Perhaps I should start with an introduction before I reach a Farewell.
I first saw Daisy in 1995 in all her faded almond green splendor. She humbly sat, still bearing her English plates at the back of the driveway. A 1969 Morris Minor imported in the early 1980's by my sister's best friend's Mother (did you follow all that?).
Daisy had been an integral part of the family fabric for years, both abroad and here in Canada. Taking the girls to school, getting groceries, a true member of the family. As we know though, sometimes family members become ill and even worse, pass on.
I hadn't thought of her in quite a few years, until I received a pop up message on Facebook from the owner. She was selling her home and wanted my thoughts on what to do with her oldest friend.
She had been offered a paltry sum for Daisy, scrap value essentially which seemed a touch out of order. I made arrangements to come by and visit, not sure what would await me in the backyard.
Sadly it was far worse than I remembered, the sills were rotted and the car couldn't be moved safely.
The only option I could offer was sell her for scrap or cut her up and salvage the valuable parts for sale. The owner agreed and my father and I began a months long process (on weekends a couple of hours at a time) of cutting, (bleeding) salvaging and responding to ads posted for parts.
As Daisy became smaller and smaller each week, I felt worse and worse. That sinking feeling that I was destroying something special, I even found myself apologizing to her aloud as I took angle grinder to her quivering frame.
When the rust was settled, I did sell on the engine, front grill, windows and several other bits with others remaining to be posted on Ebay.
As I stood in the scrapyard, unloading those pieces that no longer served purpose, "Come Together" by the Beatles blasted from a stereo in the main building. The irony wasn't lost on me as she was sent off to a song that very well could have played on her stereo when it was first turned on.

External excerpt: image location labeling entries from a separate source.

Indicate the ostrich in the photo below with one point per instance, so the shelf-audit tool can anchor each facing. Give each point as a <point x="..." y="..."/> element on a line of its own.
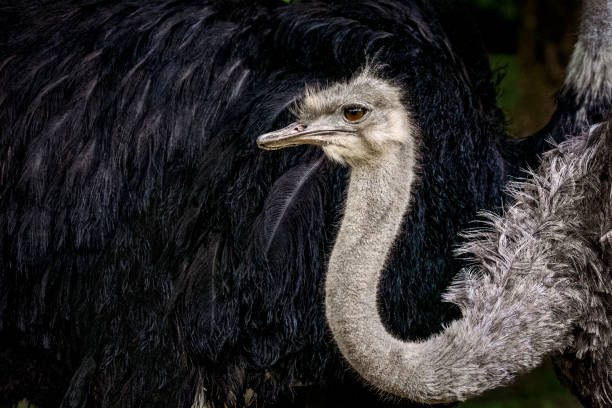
<point x="541" y="281"/>
<point x="151" y="255"/>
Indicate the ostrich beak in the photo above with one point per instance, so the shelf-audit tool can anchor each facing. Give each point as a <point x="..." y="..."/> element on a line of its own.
<point x="297" y="134"/>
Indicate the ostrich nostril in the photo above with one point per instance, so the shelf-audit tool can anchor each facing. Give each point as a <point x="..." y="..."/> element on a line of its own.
<point x="298" y="128"/>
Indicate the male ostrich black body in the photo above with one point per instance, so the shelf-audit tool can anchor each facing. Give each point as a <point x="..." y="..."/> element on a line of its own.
<point x="150" y="251"/>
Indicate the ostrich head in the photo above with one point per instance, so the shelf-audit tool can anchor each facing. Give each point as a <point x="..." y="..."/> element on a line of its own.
<point x="355" y="123"/>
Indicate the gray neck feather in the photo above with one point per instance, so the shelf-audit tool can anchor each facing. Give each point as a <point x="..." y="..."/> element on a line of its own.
<point x="590" y="69"/>
<point x="520" y="302"/>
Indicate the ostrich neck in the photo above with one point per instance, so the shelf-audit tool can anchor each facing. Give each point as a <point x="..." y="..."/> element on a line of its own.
<point x="378" y="197"/>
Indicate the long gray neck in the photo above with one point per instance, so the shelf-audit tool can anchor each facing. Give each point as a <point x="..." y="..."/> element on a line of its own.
<point x="517" y="308"/>
<point x="378" y="197"/>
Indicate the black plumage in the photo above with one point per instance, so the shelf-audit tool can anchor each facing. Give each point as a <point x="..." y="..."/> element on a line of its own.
<point x="137" y="212"/>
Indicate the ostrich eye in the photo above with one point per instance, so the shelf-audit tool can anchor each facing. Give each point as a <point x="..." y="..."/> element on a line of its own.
<point x="353" y="113"/>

It seemed to me that another piece of history was dissapearing at my hand. The fact that I couldn't have saved her, regardless of space and time constraints didn't seem to matter. This cut deeper. It was the active participation of destroying a small part of world that I recognized, that I knew and loved. A simpler way of life or as I prefer to see it, a more honest life.
Daisy was built by men and women, real people earning a proper wage, feeding a western economy that has all but faded. That meant something and it still should mean something, but it just doesn't seem to anymore. She had tremendous charm and character, something else direly lacking from our modern roads (and world frankly).
The thought of melting her remains so she could become a tawdry, poorly made Chinese barbecue that someone will buy at Walmart horrifies me.
Those that know me, truly know me, might understand my obsession with all things old and wonderful. Even then, there is a perception that I am a hoarder (despite my constant selling of goods). It is an incredibly difficult thing to quantify; There is no easy explanantion to the uninitiated. I have said 'This is an important bike because....(fill in blank)' more times than I can count to blank stares.
If any one of them felt as I did when I let Daisy go, they would never ask me why again. They would understand what it's like to let a little piece of magic slip away from our modern world.
Not the real Daisy, but exactly as she would have looked in her full splendour.